3.2.5 Empirical Strategy

After having carried out the descriptive statistics analysis, in this section we dive into the empirical strategy of the research paper. First, we describe the model specification, then we provide explanations on how to plot RDD graphs and, finally, we address how to perform the first stage.

The paper employs the following main specification:

\[\begin{equation} \tag{1} Y_{it} = α_{1} + τ_{1}N_{it} + β_{1}V_{pit} + β_{2}V_{pit}D_{pit} + π_{it} \end{equation}\]

Y_it an indicator equal to 1 if the mayor of municipality i is unseated and replaced by a new mayor during term t – to the measure of fragmentation. This corresponds to the variable “mocion 5” in the dataset.

N_it the number of parties with seats in the council. This corresponds to the variable “nparties seats” in the dataset.

V_pit the running variable, representing the difference between the vote-share of each party p and 5% in each municipality i and for each term t. This corresponds to the variable “rv” in the dataset.

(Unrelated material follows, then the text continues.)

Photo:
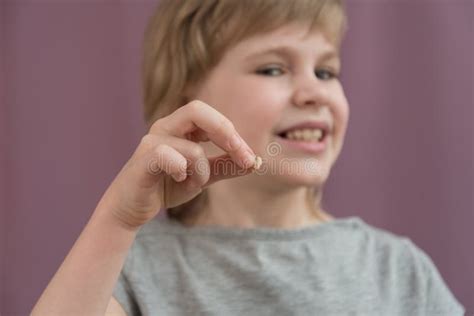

The number of parties N is instrumented with an indicator D equal 1 for a party being above the 5% threshold. This corresponds to the variable “d” in the dataset.

First stage estimation:

\[\begin{equation} \tag{2} N_{it} = α_{0} + γ_{1}D_{pit} + δ_{1}V_{pit} + δ_{2}V_{pit}D_{pit} + u_{pit} \end{equation}\]

Figure 1 shows both the first stage and the reduced form graphs. These figures are relevant on RDD analysis, since they provide a visual representation of the existence of a discontinuity at the threshold.

Figure 1: The effect of fragmentation on instability - first stage and reduced form (RD graph)

In order to replicate these graphs, the mains results and the robustness checks, first we are going to keep only the observations needed.

use "$dt\Dataset_CCR.dta", clear
keep if Mainresults_sample == 1

Figure 1: Top Panel

Since this is a fuzzy design, the first panel plots the running variable against the variable that it will instrument. In this case, the running variable against the number of party seats in council. In order to do an RDD plot, it is necessary to establish a bandwidth (to take into account only observations close to the threshold) and if there are many, sort the observations into bins to make them easier to plot.

preserve

  local increment = 0.0025 // This is done to create the bins of the running variable, which
                           // refer to intervals in which the data is grouped or divided.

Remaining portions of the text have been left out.